The cumbersome calculations of the non-local search process can be optimized with respect to a number of indices taking account of limitations on the calculating means, a priori and sequentially accumulated information on the function $f ( x)$, the probabilistic characteristics of random factors, etc. One of the approaches which has been tried is based on the theory of statistical decisions.

Apart from the search of global extrema, other multi-extremum problems arise, e.g. the determination of the oscillation of a function, or the listing and finding of all local extrema in a given domain.

For polynomials very effective rules for calculating and separating roots of derivatives have been worked out.

For extremum points of transcendental functions, considerations of the type of the Rolle theorem or a comparison theorem for the solutions of differential equations may be useful.

The number of stationary points of an analytic function can be estimated using the principle of the argument (cf. Argument, principle of the).

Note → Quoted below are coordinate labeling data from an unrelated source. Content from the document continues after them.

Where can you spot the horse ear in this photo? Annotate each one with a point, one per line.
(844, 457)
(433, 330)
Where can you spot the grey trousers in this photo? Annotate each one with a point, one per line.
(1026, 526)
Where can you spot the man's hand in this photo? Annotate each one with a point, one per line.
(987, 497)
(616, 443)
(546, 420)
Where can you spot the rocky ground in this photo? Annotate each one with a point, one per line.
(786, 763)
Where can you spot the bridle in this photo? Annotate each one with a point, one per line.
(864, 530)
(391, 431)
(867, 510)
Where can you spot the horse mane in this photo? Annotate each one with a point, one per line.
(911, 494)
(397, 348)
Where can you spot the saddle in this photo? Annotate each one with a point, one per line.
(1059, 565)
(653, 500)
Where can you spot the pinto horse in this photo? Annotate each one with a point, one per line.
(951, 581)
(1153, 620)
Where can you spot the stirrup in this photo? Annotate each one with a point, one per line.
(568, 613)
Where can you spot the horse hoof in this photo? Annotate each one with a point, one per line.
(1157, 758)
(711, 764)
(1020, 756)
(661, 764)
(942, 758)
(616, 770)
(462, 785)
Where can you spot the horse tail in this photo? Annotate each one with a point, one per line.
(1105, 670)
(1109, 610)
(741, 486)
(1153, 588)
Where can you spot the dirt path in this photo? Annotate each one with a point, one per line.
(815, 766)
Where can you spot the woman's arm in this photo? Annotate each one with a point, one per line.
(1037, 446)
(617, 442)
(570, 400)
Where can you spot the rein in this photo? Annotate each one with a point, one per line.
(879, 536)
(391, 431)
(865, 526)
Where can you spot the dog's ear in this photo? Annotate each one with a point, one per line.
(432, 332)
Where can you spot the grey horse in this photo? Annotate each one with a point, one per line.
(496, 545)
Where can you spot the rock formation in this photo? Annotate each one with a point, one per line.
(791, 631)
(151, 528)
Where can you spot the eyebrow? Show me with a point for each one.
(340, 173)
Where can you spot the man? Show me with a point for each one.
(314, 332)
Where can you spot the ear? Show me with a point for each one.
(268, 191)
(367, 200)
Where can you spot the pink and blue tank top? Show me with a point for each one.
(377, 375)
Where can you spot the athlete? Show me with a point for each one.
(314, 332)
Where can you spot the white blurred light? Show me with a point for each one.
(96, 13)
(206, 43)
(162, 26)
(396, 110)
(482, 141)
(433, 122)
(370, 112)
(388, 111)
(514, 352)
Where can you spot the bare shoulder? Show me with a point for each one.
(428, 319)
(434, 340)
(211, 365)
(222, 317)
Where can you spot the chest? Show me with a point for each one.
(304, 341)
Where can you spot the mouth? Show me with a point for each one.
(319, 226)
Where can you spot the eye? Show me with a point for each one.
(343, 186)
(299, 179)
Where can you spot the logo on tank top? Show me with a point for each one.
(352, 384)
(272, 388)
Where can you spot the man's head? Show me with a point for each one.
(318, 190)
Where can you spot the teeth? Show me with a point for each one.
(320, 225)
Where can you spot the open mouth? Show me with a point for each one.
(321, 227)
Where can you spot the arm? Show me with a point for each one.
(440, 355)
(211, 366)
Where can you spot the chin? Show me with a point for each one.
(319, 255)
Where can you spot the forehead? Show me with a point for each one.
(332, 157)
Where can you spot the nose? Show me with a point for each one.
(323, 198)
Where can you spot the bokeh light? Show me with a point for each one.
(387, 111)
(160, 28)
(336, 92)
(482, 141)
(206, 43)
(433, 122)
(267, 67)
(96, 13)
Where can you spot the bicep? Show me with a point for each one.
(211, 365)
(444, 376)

If a function has an infinite sequence of extrema, then in practice several of them are calculated directly and the others are obtained by using an asymptotic expansion (example: the $\Gamma$- function).

The quasi-classical approximation for differential equations can be regarded as the asymptotic expansion of the solutions of an equation with respect to the number of extrema.

For multi-extremum problems in the infinite-dimensional cases see Variational calculus in the large. Discrete analogues are given in Integer programming and Discrete programming.

For references see Maximization and minimization of functions.